Quando ha mostrato il vostro thriller, così diverso dai suoi, a suo marito?
«Non abbiamo fatto vedere niente a nessuno», racconta Clinton, «fino a quando non abbiamo completato la prima stesura. A quel punto l’ho fatto leggere a Bill. Gli è piaciuto. Si è appassionato al punto da suggerire correzioni su circostanze che, magari, trovava meno credibili». «Sì» conferma Penny. «All’inizio ero confusa. Perché interveniva? Poi mi sono detta: ok, lui ne sa molto di più».
In «Stato di terrore» un ruolo importante lo hanno i giornalisti. Anche se lei non ha avuto rapporti facili con la stampa, sembra stimarla più di altri. Anche di suo marito. Che spero si sia ripreso dall’infezione che lo ha costretto in ospedale. E grazie per aver confermato questa intervista qui, a New York, appena rientrata col presidente dalla California.
«Sì, siamo appena tornati a New York. Sono molto grata ai sanitari: è stato curato in modo eccellente e sta recuperando. Quanto al giornalismo, io e Bill non abbiamo sensibilità diverse. Consideriamo la stampa essenziale per la democrazia. A volte siamo critici perché ci aspettiamo molto: racconti corretti, i fatti, la verità. Mi rincresce vedere che a volte, soprattutto all’estrema destra, si definisce giornalista chi si presta a fare da portavoce di un’agenda politica».
Dal libro traspare un certo risentimento per la sottovalutazione delle donne. I protagonisti positivi sono tutti al femminile. Gli antagonisti, anche un nuovo presidente che somiglia a Biden, sono tutti uomini. L’ha sperimentata questa sottovalutazione anche da segretario di Stato? L’ha combattuta o l’ha sfruttata, cogliendo l’interlocutore di un negoziato con la guardia bassa?
«Proprio così» risponde Clinton. «Non c’è dubbio che ogni donna che scende nell’arena pubblica venga sottostimata. È pessimo, ma ti devi abituare e impari a usare anche questo per raggiungere i tuoi obiettivi. Credo siano esperienze e sensazioni vissute da molte donne.

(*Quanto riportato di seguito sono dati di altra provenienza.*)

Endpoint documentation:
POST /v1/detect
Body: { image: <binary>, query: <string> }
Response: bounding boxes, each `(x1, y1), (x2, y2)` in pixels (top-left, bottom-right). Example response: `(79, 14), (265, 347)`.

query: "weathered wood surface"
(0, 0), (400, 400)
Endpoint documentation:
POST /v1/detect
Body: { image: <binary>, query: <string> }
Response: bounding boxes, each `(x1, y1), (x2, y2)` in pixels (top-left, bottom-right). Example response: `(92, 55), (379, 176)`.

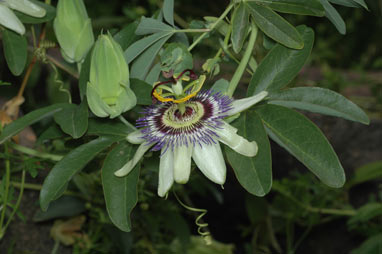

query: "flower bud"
(86, 34), (137, 118)
(4, 0), (46, 18)
(0, 0), (46, 35)
(53, 0), (94, 63)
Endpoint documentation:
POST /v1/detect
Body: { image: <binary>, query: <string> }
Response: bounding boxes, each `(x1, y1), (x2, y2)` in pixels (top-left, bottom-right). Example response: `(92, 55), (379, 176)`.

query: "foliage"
(0, 0), (381, 254)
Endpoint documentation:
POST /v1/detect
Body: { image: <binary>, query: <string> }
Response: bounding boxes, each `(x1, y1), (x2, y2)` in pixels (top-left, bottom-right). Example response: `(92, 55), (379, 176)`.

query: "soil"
(0, 109), (382, 254)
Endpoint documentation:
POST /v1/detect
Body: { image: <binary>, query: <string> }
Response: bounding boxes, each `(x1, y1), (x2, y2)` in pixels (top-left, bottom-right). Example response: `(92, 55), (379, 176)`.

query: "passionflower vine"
(115, 70), (268, 197)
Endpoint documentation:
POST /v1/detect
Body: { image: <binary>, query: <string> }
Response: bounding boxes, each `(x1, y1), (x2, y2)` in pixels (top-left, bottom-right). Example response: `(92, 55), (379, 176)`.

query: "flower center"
(162, 101), (204, 129)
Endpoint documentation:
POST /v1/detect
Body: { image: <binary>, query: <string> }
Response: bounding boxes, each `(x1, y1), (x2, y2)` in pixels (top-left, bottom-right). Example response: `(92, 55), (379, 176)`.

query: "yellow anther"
(153, 75), (206, 103)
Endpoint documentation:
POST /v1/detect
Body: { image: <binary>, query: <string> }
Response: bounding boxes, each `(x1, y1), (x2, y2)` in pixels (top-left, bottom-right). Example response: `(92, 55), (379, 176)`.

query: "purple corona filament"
(136, 90), (232, 151)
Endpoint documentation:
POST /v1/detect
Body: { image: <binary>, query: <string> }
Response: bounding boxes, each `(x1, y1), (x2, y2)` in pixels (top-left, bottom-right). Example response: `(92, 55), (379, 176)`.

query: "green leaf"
(54, 100), (89, 138)
(78, 49), (93, 101)
(246, 2), (304, 49)
(211, 78), (229, 94)
(348, 202), (382, 226)
(87, 118), (135, 137)
(350, 233), (382, 254)
(3, 29), (28, 76)
(163, 0), (175, 26)
(225, 111), (272, 197)
(40, 136), (123, 211)
(14, 0), (56, 24)
(0, 103), (68, 144)
(346, 161), (382, 188)
(247, 26), (314, 96)
(130, 34), (172, 80)
(231, 3), (249, 53)
(130, 79), (153, 105)
(144, 62), (161, 85)
(124, 32), (171, 64)
(101, 142), (140, 232)
(113, 22), (139, 50)
(329, 0), (359, 8)
(0, 80), (12, 86)
(269, 87), (370, 124)
(256, 105), (345, 188)
(33, 196), (86, 222)
(351, 0), (369, 10)
(248, 0), (325, 17)
(135, 17), (174, 35)
(160, 42), (193, 74)
(320, 0), (346, 34)
(36, 124), (65, 145)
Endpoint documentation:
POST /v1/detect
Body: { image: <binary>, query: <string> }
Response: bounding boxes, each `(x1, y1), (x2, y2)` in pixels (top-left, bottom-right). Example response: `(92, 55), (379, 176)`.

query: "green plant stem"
(10, 181), (89, 201)
(188, 4), (233, 51)
(10, 143), (64, 161)
(51, 240), (60, 254)
(118, 115), (137, 131)
(227, 23), (257, 96)
(272, 184), (357, 216)
(0, 170), (25, 239)
(174, 28), (211, 33)
(0, 147), (11, 239)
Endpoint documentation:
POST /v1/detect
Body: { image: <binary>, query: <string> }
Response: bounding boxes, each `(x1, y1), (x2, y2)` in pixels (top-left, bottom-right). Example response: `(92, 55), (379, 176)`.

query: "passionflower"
(115, 71), (268, 197)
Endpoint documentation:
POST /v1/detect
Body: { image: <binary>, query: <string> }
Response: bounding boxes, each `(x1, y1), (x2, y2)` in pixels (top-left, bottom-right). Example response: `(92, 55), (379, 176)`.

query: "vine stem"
(118, 115), (137, 131)
(0, 143), (11, 239)
(10, 143), (64, 161)
(227, 22), (258, 96)
(188, 3), (233, 51)
(0, 170), (25, 239)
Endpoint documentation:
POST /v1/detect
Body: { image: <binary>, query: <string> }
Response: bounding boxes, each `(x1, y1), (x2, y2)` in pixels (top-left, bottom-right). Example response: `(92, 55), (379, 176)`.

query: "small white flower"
(0, 0), (46, 35)
(115, 76), (268, 197)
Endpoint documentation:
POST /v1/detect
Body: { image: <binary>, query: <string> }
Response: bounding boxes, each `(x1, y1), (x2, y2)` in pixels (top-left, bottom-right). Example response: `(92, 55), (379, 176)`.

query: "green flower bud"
(53, 0), (94, 63)
(0, 0), (46, 35)
(86, 34), (137, 118)
(4, 0), (46, 18)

Nel libro la cosa viene fuori spesso, è un modo di dare autenticità al racconto». «Abbiamo disegnato personaggi femminili» interviene Penny, «nei quali le lettrici possono immedesimarsi: non superdonne né vittime, ma persone determinate, con i loro dubbi, ma anche l’acume e la volontà di affermarsi».
Ancora sull’introspezione dei personaggi e l’involuzione della politica americana. Non vi attira esplorare i mutamenti psicologici di un partito repubblicano che Trump minaccia addirittura di boicottaggio delle prossime elezioni se non «risolverà» – verbo bizzarro – la frode elettorale di Biden?
«Già in questo libro» dice Penny, «mettiamo in luce che, se il terrorismo internazionale è così pericoloso, è anche perché una grossa minaccia viene dall’interno. Lo ricordo proprio ora che abbiamo appena appreso della scomparsa di Colin Powell, un repubblicano che ha avuto il coraggio di scuotere il suo partito». L’ultima parola a Hillary Clinton: «Dobbiamo continuare a condannare la diffusione di questa falsità chiamata big lie. Ripeto: stanno minando le elezioni e le istituzioni democratiche spingendo tanti a dubitare della legittimità dell’attuale presidente. No: le elezioni hanno avuto l’esito che è stato certificato. Sono vere, reali, valide: Trump ha perso e Biden ha vinto. Dobbiamo continuare a ripeterlo. Ed essere vigilanti».